El asturiano Vicente García, prisionero en Buchenwald por pertenecer a la Resistencia, me permitió acompañarle el día en el que bautizaban con su nombre la calle en que reside desde hace más de 40 años. Con el cántabro Ramiro Santisteban, encerrado con su padre y su hermano durante 52 meses en Mauthausen, tuve la suerte de asistir al gran homenaje que la ciudad de París brindó a Francesc Boix, el prisionero-fotógrafo que testificó contra la cúpula del III Reich en los Juicios de Núremberg. Cada año que les visito me siento un privilegiado estando a su lado, pero cada año que les visito me encuentro con más sillones vacíos.
Sus viudas o sus hijos conservan intacto ese lugar en el que se acomodaban durante los últimos años de su vida para leer algún viejo libro, ver Canal Sur a través del satélite o, simplemente, dormitar. Sobre el sillón de Virgilio Peña reposa, perfectamente doblada, su manta favorita con la que se abrigaba en los días más crudos del invierno francés. Este cordobés, combatiente contra Franco, miembro de la Resistencia y superviviente de Buchenwald, se nos murió hace justamente un año.
El pasado mes de octubre siguió sus pasos el barcelonés Marcial Mayans; su inseparable Olga no ha querido tocar nada del despacho en el que pasaba las horas recordando su paso por el siniestro subcampo nazi de Ebensee y su posterior militancia en la guerrilla antifranquista. A Marcial también le gustaba escuchar las noticias en la radio y reflexionar sobre ellas; así intentaba aliviar el desprecio que sentía por sus malditos ojos ya que, desde hacía algunos años, le habían privado del placer de la lectura.
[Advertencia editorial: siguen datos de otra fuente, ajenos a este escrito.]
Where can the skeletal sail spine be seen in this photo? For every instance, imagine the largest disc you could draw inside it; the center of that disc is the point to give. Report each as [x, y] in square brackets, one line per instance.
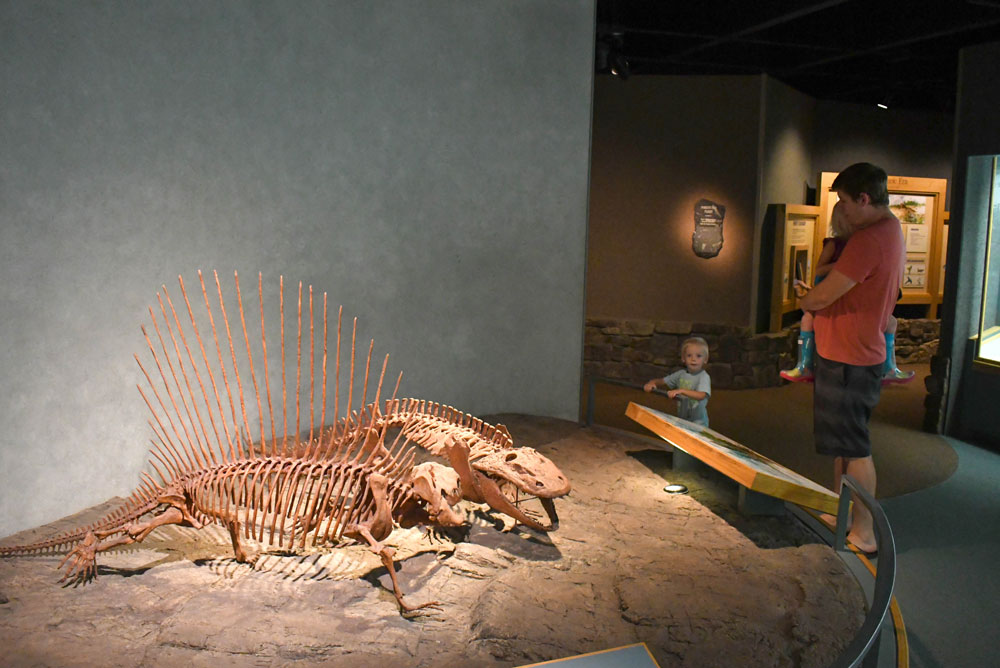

En enero quedó vacío el sillón de José Alcubierre, el eterno niño de Mauthausen que llegó al campo de concentración con solo 14 años de edad y que vivió siempre atormentado por no haber podido evitar que asesinaran allí a su padre. Tal y como suponía, fue un viaje doloroso, aunque en visitas anteriores ya había tenido que enfrentarme al hueco dejado por el toledano Esteban Pérez, al sillón huérfano del socuellamino Luis Perea y a la mecedora abandonada por el siempre risueño Eduardo Escot.
Marcharse es ley de vida; hacerlo a esas edades tan avanzadas y después de todo lo que sufrieron, les convierte en unos verdaderos afortunados. Soy consciente de ello y, por eso, no es su muerte lo que más me duele al ver esos sillones vacíos. Lo que me corroe es saber que se fueron sin haber salido del olvido premeditado al que les condenó y les sigue condenando España. Me duele mirar los cascos con que Virgilio Peña escuchaba la televisión y, a la vez, pensar que el genocida que originó su desdicha y la de todo el país sigue enterrado como un faraón en el Valle de los Caídos.
Sangro por dentro al ver el sombrero de Eduardo Escot, mientras percibo la indiferencia y el desprecio que nuestro Gobierno sintió por él y por el resto de sus compañeros. Un Gobierno que manda a su presidente a hacer de hooligan en un partido de fútbol y se limita a enviar a un funcionario de quinto nivel al homenaje a Francesc Boix que presidió la alcaldesa de París. Un Gobierno que mira para otro lado mientras se produce un goteo de reconocimientos a estos hombres y mujeres en ayuntamientos y comunidades autónomas. Un Gobierno que se declara insumiso al Congreso de los Diputados e incumple, sin más, el mandato parlamentario que recibió en 2015 para brindar un homenaje estatal a todos y cada uno de los españoles y españolas que murieron o sobrevivieron a los campos de la muerte de Hitler. Una España que en 40 años de democracia no ha sido capaz de distinguir entre libertadores y tiranos, entre resistentes antinazis y miembros de la División Azul, entre república y dictadura, entre víctimas y verdugos…
Antes de doce meses realizaré, nuevamente, el mismo viaje. Soy realista y ya empiezo a asumir que habrá nuevos y dolorosos vacíos en los salones. No pido que sigan ocupados, me conformaría con poder mirar esos otros sillones vacíos y, por primera vez, no sentirme avergonzado de ser español.